Note 4 key ideas you drew from each author - prioritize the key ideas according to how you made sense of them.
List 3 questions you want to explore further
If you have one - highlight which question is the most essential for us to address in class.
Dervin 1) Observer vs. Actor: Information systems needs to be studied from the perspective of the actor, not the the observer. To understand the true needs of learner, you must orient all surveys and information gathering from their perspective. Even surveys, are often "rigged" toward the institution or organization, instead of the learner. The data does not tell us where we might move our systems if we are really to serve people on their terms.
2) Given that individual behavior has an element of chaos because we are all different in how we view and take in information, there is a tendency for researchers to either retreat to qualitative and highly contextualized understandings or to retreat from individual to structural understandings.

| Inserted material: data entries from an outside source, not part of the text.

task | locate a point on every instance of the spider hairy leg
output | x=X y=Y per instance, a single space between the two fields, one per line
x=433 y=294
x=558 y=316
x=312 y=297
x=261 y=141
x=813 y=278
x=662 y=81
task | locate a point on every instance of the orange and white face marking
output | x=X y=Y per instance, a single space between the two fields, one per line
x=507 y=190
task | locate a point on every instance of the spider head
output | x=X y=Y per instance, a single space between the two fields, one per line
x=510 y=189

In fact, data studies can be quite systematic if studied from a process perspective.
3) Focusing on the gap idea moves research toward a new kind of generalizability, at a more abstract, more fundamental, and more powerful level.

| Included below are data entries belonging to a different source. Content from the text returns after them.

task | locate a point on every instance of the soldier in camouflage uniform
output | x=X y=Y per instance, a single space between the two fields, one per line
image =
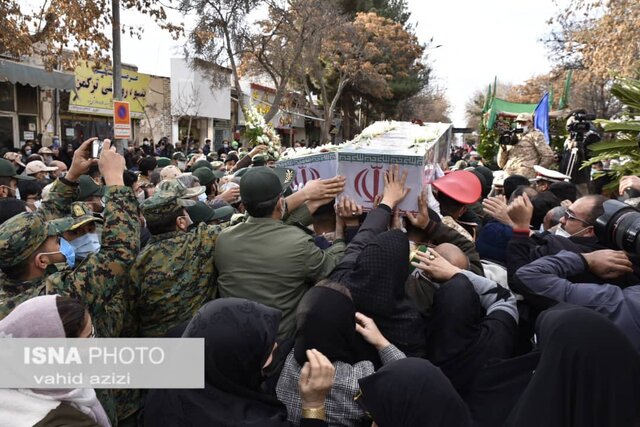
x=32 y=264
x=174 y=275
x=532 y=149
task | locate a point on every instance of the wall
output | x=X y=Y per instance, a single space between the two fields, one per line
x=156 y=120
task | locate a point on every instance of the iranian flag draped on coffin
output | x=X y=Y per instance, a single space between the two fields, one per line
x=417 y=148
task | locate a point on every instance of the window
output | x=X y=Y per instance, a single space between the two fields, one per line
x=6 y=97
x=27 y=99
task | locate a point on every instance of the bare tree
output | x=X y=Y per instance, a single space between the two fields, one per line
x=187 y=104
x=219 y=37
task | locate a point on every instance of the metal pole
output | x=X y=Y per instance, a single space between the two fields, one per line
x=117 y=62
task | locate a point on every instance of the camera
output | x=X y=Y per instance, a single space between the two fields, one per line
x=582 y=126
x=619 y=226
x=510 y=137
x=96 y=148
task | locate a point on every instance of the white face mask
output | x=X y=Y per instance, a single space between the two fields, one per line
x=283 y=209
x=84 y=245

4) We need to look at where humans struggle, break, come to terms with and change whatever structure humans find themselves in. That is where studying the gap can help us better understand our students.

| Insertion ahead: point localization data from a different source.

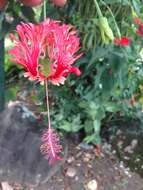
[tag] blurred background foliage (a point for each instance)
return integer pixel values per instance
(111, 84)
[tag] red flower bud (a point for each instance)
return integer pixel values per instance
(124, 41)
(31, 3)
(59, 3)
(3, 3)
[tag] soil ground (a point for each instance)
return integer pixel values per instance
(83, 166)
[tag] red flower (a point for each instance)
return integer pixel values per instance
(46, 51)
(51, 147)
(124, 41)
(139, 31)
(137, 20)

Baggio 1) Trilogy of the Mind Affective = How you feel Cognitive = How you think Conative = How you naturally or instinctively do what you do
2) You can't get to thinking if you don't first address feeling
3) Learning is influenced by: Prior Knowledge Context Expectations
4) Writing down or drawing pictures, those activities helped Baggio to focus her attention. Action Item: Require students to keep a notebook for when I teach from the front, every class period, 15 minutes, take notes, draw, teach students strategies for focusing and processing information.
Clark
1) "If you are a technical expert, you are already a valuable resource for your skills and knowledge. But learn to transmit your expertise to others effectively and efficiently and you quadruple your value" I want students to learn how to transmit their technical knowledge to others through blogging.
2) Asking what it is that we want the learner to do with the content is as important as defining the content itself. This points back to authentic PBL projects.
3) Writing learning objectives = Clear action statement Description of conditions under which the action will take place Standard of quality required.
4) ISD is very linear and seems antithetical to PBL learning. In this method of teaching, the process is to give the students all information in a linear fashion, much like traditional teaching. It is system focused, not learner-focused for scaleability. Where is the productive struggle built in to this model? Doesn't seem like it exists?
Three Questions to explore further: 1) How can personalization in learning be scaled?
2) How can I engage students in identifying when they have reached a gap, what they need to know to bridge the gap, and help them strategized to bridge that gap. This is about building Agency. What needs to be learned? What stands in my way of bridging the gap? Can I monitor my own learning? Can I find solutions to bridge the gap?
3) How can I scaffold the concept of how to process information as it is being presented? Notebooks, note taking, blogging after, re-writing notes, flashcards, etc.